I know it must be hard, but if you can separate the teachings of Jesus from the rules of the church, it’s difficult to imagine that your children would not be welcome…ya know what I mean?
Post # 15
I’m sorry. I think religious differences can be the most difficult to overcome. I don’t have an interfaith marriage, but my heart goes out to you.
I’m guessing you might be Catholic? You of course can go to mass if you aren’t baptized. No one will kick you out. But there is so much more to the mass. If you just baptize your child and they don’t make their other sacraments, they’ll miss out on going to communion.
I have seen children go through RCIA and make their communion and confirmation together. (Young kids, pre-teen.) So it’s not like they will have to go 20 years before getting baptized.
I can understand your dilemma, though.

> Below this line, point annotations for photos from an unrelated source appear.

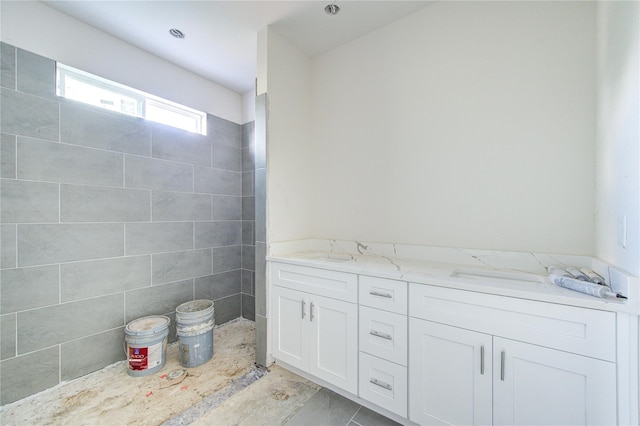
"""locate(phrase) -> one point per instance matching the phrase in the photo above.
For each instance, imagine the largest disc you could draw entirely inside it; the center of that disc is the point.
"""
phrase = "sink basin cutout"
(332, 257)
(502, 275)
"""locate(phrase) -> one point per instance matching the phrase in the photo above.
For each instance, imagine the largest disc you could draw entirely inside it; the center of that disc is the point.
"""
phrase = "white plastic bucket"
(146, 344)
(194, 327)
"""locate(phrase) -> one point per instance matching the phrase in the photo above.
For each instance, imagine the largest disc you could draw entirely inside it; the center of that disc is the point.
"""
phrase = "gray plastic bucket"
(146, 344)
(194, 327)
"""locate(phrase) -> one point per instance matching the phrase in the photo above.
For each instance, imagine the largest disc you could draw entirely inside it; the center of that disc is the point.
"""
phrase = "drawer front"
(382, 293)
(568, 328)
(383, 334)
(383, 383)
(323, 282)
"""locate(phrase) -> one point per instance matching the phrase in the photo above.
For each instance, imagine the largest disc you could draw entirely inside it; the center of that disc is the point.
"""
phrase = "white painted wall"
(40, 29)
(618, 136)
(284, 74)
(466, 124)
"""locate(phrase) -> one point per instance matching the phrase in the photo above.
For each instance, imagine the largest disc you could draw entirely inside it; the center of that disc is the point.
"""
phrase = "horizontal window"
(97, 91)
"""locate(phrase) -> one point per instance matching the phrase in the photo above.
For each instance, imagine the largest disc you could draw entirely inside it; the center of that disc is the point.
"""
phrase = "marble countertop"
(512, 274)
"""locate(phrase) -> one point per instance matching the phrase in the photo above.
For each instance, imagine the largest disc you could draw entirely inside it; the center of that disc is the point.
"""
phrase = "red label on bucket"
(145, 357)
(138, 358)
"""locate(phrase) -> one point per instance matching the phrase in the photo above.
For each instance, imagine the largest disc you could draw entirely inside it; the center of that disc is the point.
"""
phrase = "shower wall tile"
(27, 115)
(170, 267)
(173, 206)
(157, 300)
(248, 161)
(226, 258)
(248, 257)
(160, 237)
(248, 208)
(80, 203)
(55, 162)
(177, 145)
(19, 382)
(227, 308)
(7, 336)
(162, 175)
(218, 234)
(97, 128)
(44, 327)
(8, 254)
(36, 74)
(218, 286)
(216, 181)
(248, 307)
(226, 157)
(91, 353)
(7, 66)
(77, 183)
(46, 244)
(29, 288)
(81, 280)
(227, 207)
(28, 202)
(247, 183)
(224, 131)
(7, 156)
(248, 232)
(247, 282)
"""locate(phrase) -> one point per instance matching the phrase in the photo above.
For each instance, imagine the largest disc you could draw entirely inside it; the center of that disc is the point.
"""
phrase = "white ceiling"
(221, 36)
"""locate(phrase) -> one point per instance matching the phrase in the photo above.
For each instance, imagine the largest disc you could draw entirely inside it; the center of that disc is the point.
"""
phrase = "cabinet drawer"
(383, 383)
(382, 293)
(578, 330)
(383, 334)
(323, 282)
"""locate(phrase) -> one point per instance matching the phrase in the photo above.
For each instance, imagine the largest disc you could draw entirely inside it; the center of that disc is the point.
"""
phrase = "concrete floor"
(227, 390)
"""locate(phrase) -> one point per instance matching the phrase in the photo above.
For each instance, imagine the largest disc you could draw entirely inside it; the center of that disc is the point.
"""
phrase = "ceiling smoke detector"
(176, 33)
(332, 9)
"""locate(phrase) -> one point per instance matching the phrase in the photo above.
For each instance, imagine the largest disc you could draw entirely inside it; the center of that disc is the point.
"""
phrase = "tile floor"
(329, 408)
(224, 391)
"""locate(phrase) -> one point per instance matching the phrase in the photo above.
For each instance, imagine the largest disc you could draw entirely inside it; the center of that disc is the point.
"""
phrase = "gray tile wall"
(104, 219)
(247, 232)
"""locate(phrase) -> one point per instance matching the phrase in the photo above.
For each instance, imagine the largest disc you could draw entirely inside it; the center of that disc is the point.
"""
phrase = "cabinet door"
(450, 375)
(541, 386)
(334, 342)
(290, 327)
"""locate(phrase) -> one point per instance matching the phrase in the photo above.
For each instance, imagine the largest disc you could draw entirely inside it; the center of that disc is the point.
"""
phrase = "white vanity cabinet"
(482, 359)
(451, 375)
(314, 316)
(431, 354)
(383, 343)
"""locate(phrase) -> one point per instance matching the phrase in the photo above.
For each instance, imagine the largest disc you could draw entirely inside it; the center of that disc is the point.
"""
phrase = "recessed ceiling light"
(176, 33)
(332, 9)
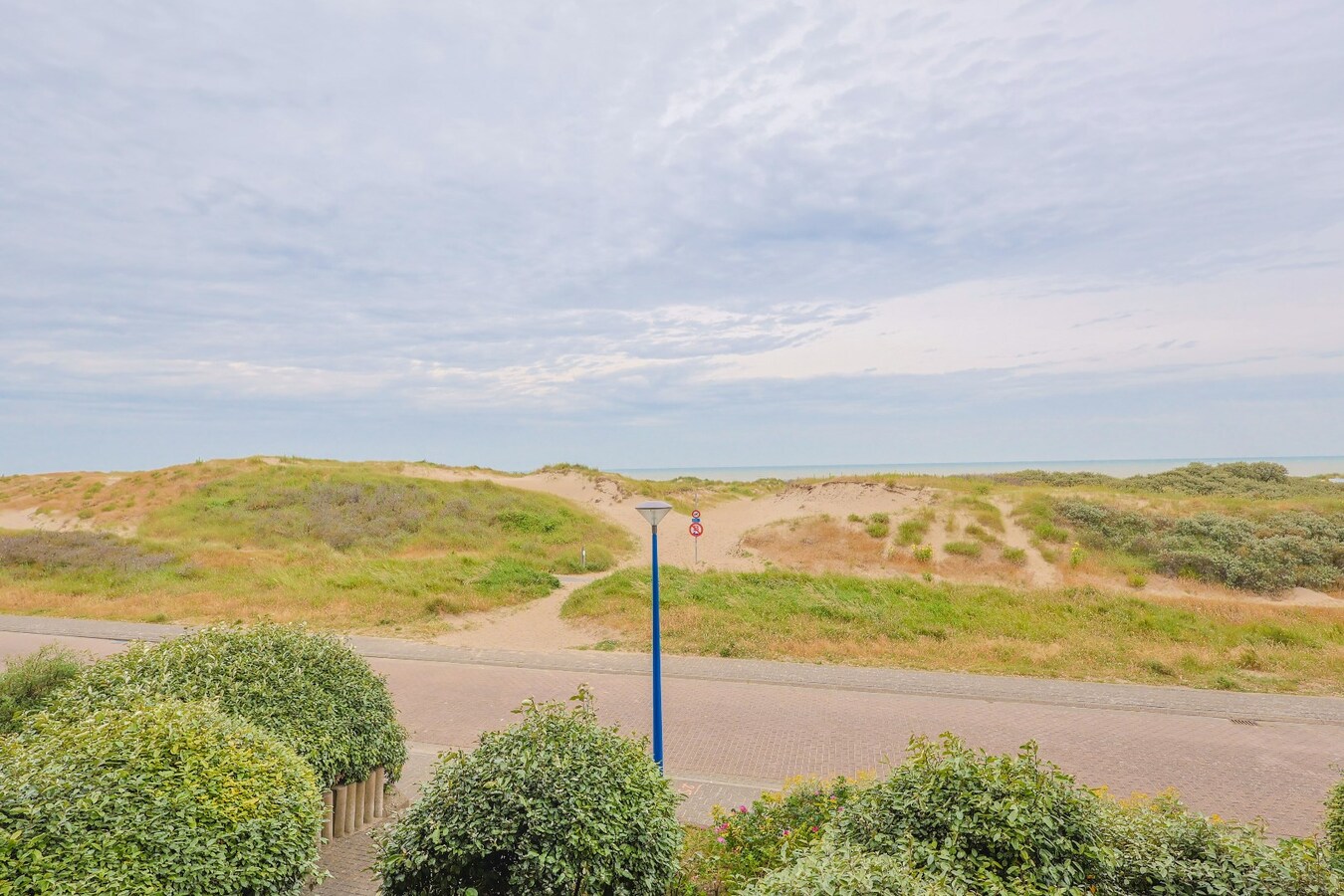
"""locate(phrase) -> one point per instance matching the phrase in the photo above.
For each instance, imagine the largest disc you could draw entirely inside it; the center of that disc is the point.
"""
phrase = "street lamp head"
(653, 511)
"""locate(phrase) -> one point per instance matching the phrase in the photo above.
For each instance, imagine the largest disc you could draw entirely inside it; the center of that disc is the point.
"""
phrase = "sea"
(1316, 465)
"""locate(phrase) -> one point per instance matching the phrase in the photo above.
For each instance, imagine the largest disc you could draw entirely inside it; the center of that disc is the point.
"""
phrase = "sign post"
(696, 531)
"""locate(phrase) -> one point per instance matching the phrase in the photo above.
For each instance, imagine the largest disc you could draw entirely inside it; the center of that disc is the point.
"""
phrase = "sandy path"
(534, 626)
(29, 519)
(1039, 573)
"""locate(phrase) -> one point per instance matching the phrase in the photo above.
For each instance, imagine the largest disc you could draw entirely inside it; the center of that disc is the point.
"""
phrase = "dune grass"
(1068, 633)
(340, 546)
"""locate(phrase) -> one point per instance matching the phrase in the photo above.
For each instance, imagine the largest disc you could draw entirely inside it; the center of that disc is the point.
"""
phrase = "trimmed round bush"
(310, 689)
(154, 798)
(843, 871)
(777, 826)
(984, 822)
(556, 803)
(1166, 849)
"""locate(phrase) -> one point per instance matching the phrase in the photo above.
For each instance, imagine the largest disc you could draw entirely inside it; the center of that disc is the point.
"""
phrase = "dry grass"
(348, 547)
(1068, 633)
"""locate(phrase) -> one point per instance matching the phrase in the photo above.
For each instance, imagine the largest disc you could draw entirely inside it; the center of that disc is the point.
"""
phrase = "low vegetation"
(953, 821)
(1235, 480)
(154, 798)
(30, 683)
(342, 546)
(554, 804)
(1067, 633)
(1273, 554)
(43, 553)
(683, 492)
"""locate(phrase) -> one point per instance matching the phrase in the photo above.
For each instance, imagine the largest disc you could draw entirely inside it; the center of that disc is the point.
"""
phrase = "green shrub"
(1255, 480)
(1166, 849)
(835, 869)
(757, 838)
(312, 691)
(990, 823)
(154, 798)
(29, 683)
(1285, 550)
(553, 804)
(43, 553)
(1335, 822)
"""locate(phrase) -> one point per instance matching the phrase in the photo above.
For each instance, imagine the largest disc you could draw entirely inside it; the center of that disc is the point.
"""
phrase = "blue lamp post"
(653, 512)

I for one, would not want my kids to go unbaptized. Also, it sounds like both you and Fiance are strong in your religions. And it’s hard to know how either of you will feel as your children decide on their religions. How will you feel if they choose the other parent’s religion? What if none of them choose your own? What if they just don’t pick anything? The best case scenario leaves one of you satisifed and the other not. The worst case scenario leaves you both feeling disappointed.
Bless you. Good luck.
Post # 16
I’ve just started the pre-cana process with my priest (Catholic) and agreeing to baptize and raise your children Catholic is a huge deal.
I completely understand where you’re coming from- I can’t imagine not having my future kids not baptized.I’m sorry I don’t have better advice for you, but keep the communication lines open and good luck!